Paul has been jointly-prepared Energy Consumption Guides for several UK industries, working with the Sector Trade Body, as well as “benchmarking” the performance of non-UK industrial sectors against International standards – including work in China, Iran and Russia.

These ECGs reviewed consumption patterns across a sector, such as glass containers (ECG27), ferrous foundries (ECG48), or non-ferrous foundries (ECG38), etc, examining:


  • Energy split across activities.  Clearly, for high-temperature sectors, the melting and “holding” furnaces are always going to be important.  However, many high-temp industries had surprisingly high utility consumption – compressed air, motors & drives, etc – which also consumed the more expensive electricity.  Generators were often hidden away from the core activities, and suffered from the “if it ain’t broke don’t fix it” mentality.
    One reason why a lot of the latter programme training was aimed at Utilities and Energy Management was to bridge this “gap”.
  • Consumption across the main consumption centres – focusing on the specific energy consumption (energy per tonne) and where possible comparing broadly similar processes against each other – for example glass melting furnaces.
  • Identifying sector “norms” and “best practice”.
  • Estimating the sector reduction in energy consumption/ CO2 emissions over a 3-4 year period, by comparing the performance against an earlier exercise.  This was important for justifying Government spend.  Energy savings that had been influenced by the programme far out-weighted the programme spend, often by factors of 20:1.
  • Publishing and disseminating this information, but in a non-attributable manner.



Selected High-temp ECG findings:

The container sector’s first repeat ECG identified over £10 M of energy savings (plus similar waste-min savings) over the 4-year gap, equivalent to an approx 10% efficiency improvement.

A second repeat survey showed only modest improvements to furnace efficiency (diminishing returns) but substantial improvements to the utilities, plus increased product light-weighting – basically more bottles per tonne of glass.

A repeat survey for ferrous foundries indicated a 13.5% reduction in specific energy consumption between 1990 – 98, brought about by furnace improvements, reduced holding times and improved yield.

Non-ferrous (mainly aluminium) foundries showed 12% improvement between 1992-6.  Many of the improvements were similar to ferrous foundries, but with the added benefit from avoiding irredeemable metal losses – with the higher value (plus higher sequestered energy) metal.



Despite many of these ECGs now being 10 years old, many are still being used as de-facto benchmarks both in UK and in developing countries.  In a recent visit to an Iranian brick plant, the old Non-Fletton Bricks ECG043 was being used as the “target”.

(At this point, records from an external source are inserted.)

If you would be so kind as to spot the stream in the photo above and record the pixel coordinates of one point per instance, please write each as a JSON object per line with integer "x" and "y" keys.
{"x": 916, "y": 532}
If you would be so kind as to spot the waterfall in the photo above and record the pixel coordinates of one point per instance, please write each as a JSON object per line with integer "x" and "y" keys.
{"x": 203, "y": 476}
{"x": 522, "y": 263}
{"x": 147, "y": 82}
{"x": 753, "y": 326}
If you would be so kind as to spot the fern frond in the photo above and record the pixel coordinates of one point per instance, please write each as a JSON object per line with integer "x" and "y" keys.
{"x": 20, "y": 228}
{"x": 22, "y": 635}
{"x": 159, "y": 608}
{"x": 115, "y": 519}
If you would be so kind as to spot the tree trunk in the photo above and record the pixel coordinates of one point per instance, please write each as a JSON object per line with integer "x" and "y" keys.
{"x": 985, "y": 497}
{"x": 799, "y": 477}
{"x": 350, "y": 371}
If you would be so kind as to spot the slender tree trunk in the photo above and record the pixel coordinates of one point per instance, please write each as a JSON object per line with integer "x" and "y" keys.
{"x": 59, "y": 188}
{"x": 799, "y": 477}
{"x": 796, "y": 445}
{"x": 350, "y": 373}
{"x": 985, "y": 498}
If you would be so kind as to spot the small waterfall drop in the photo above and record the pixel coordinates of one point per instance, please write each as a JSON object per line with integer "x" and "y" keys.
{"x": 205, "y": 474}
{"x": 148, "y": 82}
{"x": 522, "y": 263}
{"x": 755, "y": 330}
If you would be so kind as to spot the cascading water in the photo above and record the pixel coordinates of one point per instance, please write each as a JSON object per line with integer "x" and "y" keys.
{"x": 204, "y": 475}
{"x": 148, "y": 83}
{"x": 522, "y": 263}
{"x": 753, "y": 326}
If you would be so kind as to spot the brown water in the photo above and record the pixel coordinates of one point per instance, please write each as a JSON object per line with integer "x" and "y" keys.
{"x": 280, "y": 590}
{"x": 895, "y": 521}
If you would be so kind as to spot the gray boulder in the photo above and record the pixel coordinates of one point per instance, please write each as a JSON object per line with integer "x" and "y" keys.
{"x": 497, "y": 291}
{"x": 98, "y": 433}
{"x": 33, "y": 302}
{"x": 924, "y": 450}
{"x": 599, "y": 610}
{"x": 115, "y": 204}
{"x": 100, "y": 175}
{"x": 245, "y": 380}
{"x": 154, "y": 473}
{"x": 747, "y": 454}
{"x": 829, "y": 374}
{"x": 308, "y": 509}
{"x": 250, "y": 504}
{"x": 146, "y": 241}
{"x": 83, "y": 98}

Energy benchmarking is often one of the first activities recommended for international programmes.  It was recommended for Liaoning (China) and has been recommended for the Iranian “Big 5” Industry programme.  Not only do these provide total consumption, fuel split and SEC, suitably disaggregated data can help fairly track the energy and CO2 savings of a major programme over time – taking into account changes to the output mix.